A Novel in Development – Inspired by Actual Events
LOGLINE:
In the final 24 hours of World War II, a squad of battle-weary American soldiers accidentally kills a Jewish prisoner while clearing a concentration camp. They launch a desperate race against time to find and save his wife before the SS can execute her, while confronting the horrors around them and the moral darkness the war has left within.
Manuscript available for review by interested publishing partners. Contact Zac Northup at: officialzacnorthup@zacnorthup.com
Eddie Yoho was afraid the sound of his breathing would get them killed. It echoed off the cold concrete floors and brick walls as he approached the next corner. He calmed himself and focused on what he needed to do to survive another day.
The conical lights hanging from the high ceiling were still on. A dead SS guard was on the floor next to his feet. He looked over his shoulder to make sure Wilkins and Sergeant Smet were still behind him. Smet nodded him forward. Eddie pursed his lips and pulled the butt of his rifle into his shoulder. He took three short breaths and rounded the corner.
The Story: While clearing buildings in a newly liberated subcamp of Flossenbürg, Eddie’s squad engages a group of SS guards in one of the camp’s administrative outbuildings. In the chaos of the firefight, they accidentally kill several prisoners — including David Levy, a Lagerschreiber (camp clerk). As Levy lies dying from wounds, he begs them to find his wife, Elise, who was taken to the nearby women’s subcamp at Zwodau.
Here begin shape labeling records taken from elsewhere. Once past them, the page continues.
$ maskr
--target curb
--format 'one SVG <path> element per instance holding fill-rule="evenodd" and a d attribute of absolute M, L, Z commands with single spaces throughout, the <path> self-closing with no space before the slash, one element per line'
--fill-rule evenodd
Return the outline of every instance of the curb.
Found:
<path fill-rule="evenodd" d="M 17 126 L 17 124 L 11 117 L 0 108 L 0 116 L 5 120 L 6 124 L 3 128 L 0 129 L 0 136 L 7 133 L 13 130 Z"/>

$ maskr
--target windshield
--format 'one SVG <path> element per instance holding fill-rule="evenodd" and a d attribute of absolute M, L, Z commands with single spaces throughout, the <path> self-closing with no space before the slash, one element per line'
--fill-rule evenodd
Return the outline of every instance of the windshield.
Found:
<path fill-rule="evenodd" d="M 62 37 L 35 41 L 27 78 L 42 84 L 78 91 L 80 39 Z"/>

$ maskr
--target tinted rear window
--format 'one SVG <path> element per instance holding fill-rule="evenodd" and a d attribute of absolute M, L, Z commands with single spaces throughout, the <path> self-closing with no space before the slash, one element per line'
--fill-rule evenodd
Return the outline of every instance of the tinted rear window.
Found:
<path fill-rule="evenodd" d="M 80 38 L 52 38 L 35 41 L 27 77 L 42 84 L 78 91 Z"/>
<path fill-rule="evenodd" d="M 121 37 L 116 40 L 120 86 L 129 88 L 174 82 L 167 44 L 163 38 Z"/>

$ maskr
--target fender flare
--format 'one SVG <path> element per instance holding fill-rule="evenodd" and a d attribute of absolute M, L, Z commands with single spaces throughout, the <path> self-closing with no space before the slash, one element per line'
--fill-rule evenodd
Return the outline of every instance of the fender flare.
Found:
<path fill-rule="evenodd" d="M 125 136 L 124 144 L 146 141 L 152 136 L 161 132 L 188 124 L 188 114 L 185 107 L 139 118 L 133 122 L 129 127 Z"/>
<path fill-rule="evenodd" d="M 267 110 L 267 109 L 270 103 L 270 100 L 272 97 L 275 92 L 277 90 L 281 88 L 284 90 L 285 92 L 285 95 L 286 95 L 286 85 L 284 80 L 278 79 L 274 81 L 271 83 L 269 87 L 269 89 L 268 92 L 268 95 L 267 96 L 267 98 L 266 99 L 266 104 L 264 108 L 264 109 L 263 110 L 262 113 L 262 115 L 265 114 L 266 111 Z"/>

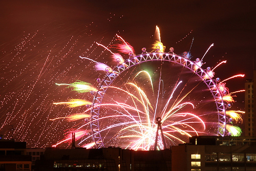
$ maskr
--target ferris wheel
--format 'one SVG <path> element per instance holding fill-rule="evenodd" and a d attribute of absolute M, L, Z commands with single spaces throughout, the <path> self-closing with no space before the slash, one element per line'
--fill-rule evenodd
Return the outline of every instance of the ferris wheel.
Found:
<path fill-rule="evenodd" d="M 226 110 L 211 69 L 173 53 L 129 55 L 97 79 L 91 112 L 96 147 L 152 149 L 177 144 L 195 135 L 227 134 Z M 156 137 L 157 118 L 163 136 Z M 165 139 L 165 140 L 164 139 Z M 166 143 L 166 144 L 165 144 Z"/>

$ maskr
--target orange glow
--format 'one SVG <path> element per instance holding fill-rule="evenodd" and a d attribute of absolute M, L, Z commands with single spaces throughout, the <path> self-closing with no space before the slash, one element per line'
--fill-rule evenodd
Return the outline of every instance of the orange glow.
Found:
<path fill-rule="evenodd" d="M 224 80 L 223 81 L 221 81 L 222 82 L 225 82 L 229 79 L 232 79 L 233 78 L 236 78 L 236 77 L 244 77 L 244 74 L 239 74 L 239 75 L 234 75 L 232 77 L 229 77 L 228 78 L 227 78 L 225 80 Z"/>
<path fill-rule="evenodd" d="M 69 101 L 67 102 L 60 102 L 57 103 L 53 103 L 54 104 L 67 104 L 67 106 L 69 108 L 75 108 L 77 106 L 80 106 L 81 105 L 87 105 L 87 104 L 92 104 L 91 102 L 82 100 L 82 99 L 70 99 Z"/>

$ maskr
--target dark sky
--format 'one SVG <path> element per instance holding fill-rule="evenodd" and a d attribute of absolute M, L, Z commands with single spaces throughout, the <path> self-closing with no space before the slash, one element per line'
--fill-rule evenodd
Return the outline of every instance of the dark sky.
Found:
<path fill-rule="evenodd" d="M 56 67 L 67 57 L 65 54 L 69 53 L 65 53 L 65 50 L 72 49 L 75 52 L 72 46 L 75 46 L 77 49 L 71 55 L 74 57 L 72 60 L 79 65 L 77 61 L 80 59 L 76 58 L 78 56 L 94 54 L 90 47 L 94 41 L 105 38 L 109 40 L 109 37 L 114 37 L 116 33 L 140 54 L 142 47 L 149 48 L 153 42 L 156 26 L 160 28 L 161 41 L 166 46 L 166 51 L 170 47 L 174 47 L 177 54 L 188 51 L 194 38 L 191 48 L 194 60 L 201 58 L 214 43 L 214 46 L 204 58 L 206 62 L 204 67 L 214 67 L 227 60 L 226 64 L 216 70 L 217 75 L 223 80 L 234 75 L 245 74 L 244 78 L 234 78 L 226 82 L 231 92 L 243 89 L 245 80 L 252 78 L 256 45 L 255 8 L 254 1 L 2 1 L 0 50 L 2 63 L 0 64 L 0 78 L 3 89 L 0 97 L 1 108 L 4 112 L 0 120 L 6 126 L 1 131 L 10 136 L 7 125 L 20 126 L 20 124 L 15 123 L 18 122 L 19 119 L 26 120 L 33 118 L 32 115 L 28 116 L 29 112 L 36 113 L 35 110 L 39 109 L 39 111 L 45 110 L 44 112 L 49 112 L 46 108 L 27 109 L 17 104 L 20 102 L 25 104 L 29 101 L 31 102 L 36 86 L 39 86 L 39 83 L 46 84 L 44 81 L 55 75 L 49 63 L 51 56 L 62 56 L 59 61 L 55 58 L 51 59 L 51 63 L 56 62 L 54 65 Z M 37 46 L 36 42 L 40 45 Z M 33 49 L 33 46 L 36 48 Z M 28 52 L 30 48 L 31 52 Z M 23 53 L 24 51 L 26 53 Z M 48 58 L 49 53 L 51 55 Z M 29 60 L 27 59 L 28 57 Z M 64 63 L 65 66 L 70 65 L 71 68 L 73 67 L 70 64 L 72 62 L 68 60 L 61 63 Z M 61 70 L 64 71 L 61 72 Z M 60 66 L 54 72 L 61 75 L 69 71 L 74 73 L 76 72 Z M 82 77 L 82 74 L 76 74 L 70 76 L 70 79 L 77 76 Z M 64 79 L 60 78 L 56 80 Z M 30 83 L 30 79 L 32 80 Z M 51 79 L 47 81 L 54 83 L 55 81 Z M 27 87 L 32 87 L 32 89 L 26 91 Z M 40 105 L 48 105 L 46 101 L 51 100 L 46 97 L 54 94 L 54 91 L 49 90 L 51 88 L 49 86 L 39 86 L 38 89 L 36 91 L 44 91 L 47 95 L 45 96 L 42 93 L 39 95 L 37 92 L 38 96 L 34 97 L 35 101 Z M 236 100 L 241 105 L 238 108 L 243 109 L 244 95 L 242 93 L 237 96 L 239 100 Z M 43 100 L 39 100 L 40 97 L 42 97 Z M 13 100 L 8 102 L 6 100 L 11 98 Z M 36 105 L 36 103 L 32 103 Z M 6 119 L 8 117 L 13 119 Z M 37 123 L 44 122 L 48 119 L 36 118 Z M 41 129 L 43 131 L 36 134 L 46 137 L 44 134 L 47 132 L 46 125 Z M 32 126 L 30 124 L 24 131 L 29 132 L 31 128 L 28 127 Z M 29 134 L 19 130 L 15 130 L 15 133 L 24 135 L 20 139 L 22 140 L 34 136 L 27 135 Z M 42 146 L 40 142 L 38 140 L 33 146 Z"/>
<path fill-rule="evenodd" d="M 251 78 L 256 38 L 254 1 L 166 2 L 2 2 L 1 42 L 9 42 L 23 35 L 24 32 L 40 30 L 44 26 L 48 26 L 49 30 L 57 23 L 81 29 L 94 22 L 100 30 L 109 34 L 120 32 L 127 41 L 139 50 L 141 47 L 151 43 L 148 44 L 150 37 L 158 26 L 162 42 L 166 48 L 177 47 L 176 53 L 187 51 L 194 37 L 191 52 L 195 56 L 201 57 L 214 43 L 205 60 L 216 63 L 224 56 L 230 59 L 228 65 L 236 69 L 235 72 L 244 73 L 246 78 Z M 183 42 L 176 44 L 191 30 Z M 182 49 L 182 45 L 186 50 Z"/>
Rising Action & Stakes: Over the course of a single, brutal day, Eddie and his squad venture deeper into the collapsing, partially liberated camp in search of Elise. They face fanatical SS holdouts, desperate and starving prisoners, and the horrific evidence of what was done in the final hours of the war. As the day wears on, the men are forced to confront not only external dangers but also the growing realization that they may have already become the kind of men they once feared. Finding Elise becomes more than a rescue mission — it becomes a desperate attempt to reclaim some part of their humanity before the war ends and they are forced to return home as changed men.
A small group of battle-hardened American infantrymen — serves as the collective ensemble protagonist of the story.
At the center of the group is Private Eddie Yoho, 31, a quiet, tobacco-chewing rifleman from rural West Virginia. The oldest man in the platoon, he is often called “Old Man” by the others. Like so many who have endured months of brutal combat, Eddie has been deeply changed by the war. He is a steady, reliable soldier who looks out for his friends, but he no longer recognizes the man he has become and has lost hope that he can ever return to the person he was before the war. His only remaining desire is to survive long enough to make it home to his wife and newborn daughter.
Alongside Eddie are the other members of the squad — ordinary men worn down by sustained combat since Normandy. Each carries his own exhaustion, anger, fears, and fractured sense of morality. As they move through the horrors of the concentration camp and become entangled in the search for Elise, the squad functions as a single, conflicted organism — their individual personalities, disagreements, small acts of humanity, and moments of moral compromise driving the story forward together.